The perceptual quality of stereoscopic images plays an essential role in the human perception of visual information. However, most available stereoscopic image quality assessment (SIQA) methods evaluate 3D visual experience using hand-crafted features or shallow architectures, which cannot model the visual properties of stereo images well. In this paper, we use convolutional neural networks (CNNs) to learn deeper local quality-aware structures for stereo images. With different inputs, two CNN models are designed for no-reference SIQA tasks. The one-column CNN model directly accepts a cyclopean view as the input, and the three-column CNN model jointly considers the cyclopean, left and right views as CNN inputs. The two SIQA frameworks share the same implementation approach: First, to overcome the obstacle of limited SIQA datasets, we accept image patches that have been cropped from corresponding stereopairs as inputs for local quality-sensitive feature extraction.
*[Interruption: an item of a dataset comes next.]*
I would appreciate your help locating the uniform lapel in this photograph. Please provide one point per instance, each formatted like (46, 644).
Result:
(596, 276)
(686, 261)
Next, a local feature selection algorithm is used to remove related features on non-salient patches, which could cause large prediction errors. Finally, the reserved local visual structures of salient regions are aggregated into a final quality score in an end-to-end manner. Experimental results on three public SIQA databases demonstrate that our method outperforms most state-of-the-art no-reference (NR) SIQA methods. The results of a cross-database experiment also show the robustness and generality of the proposed method.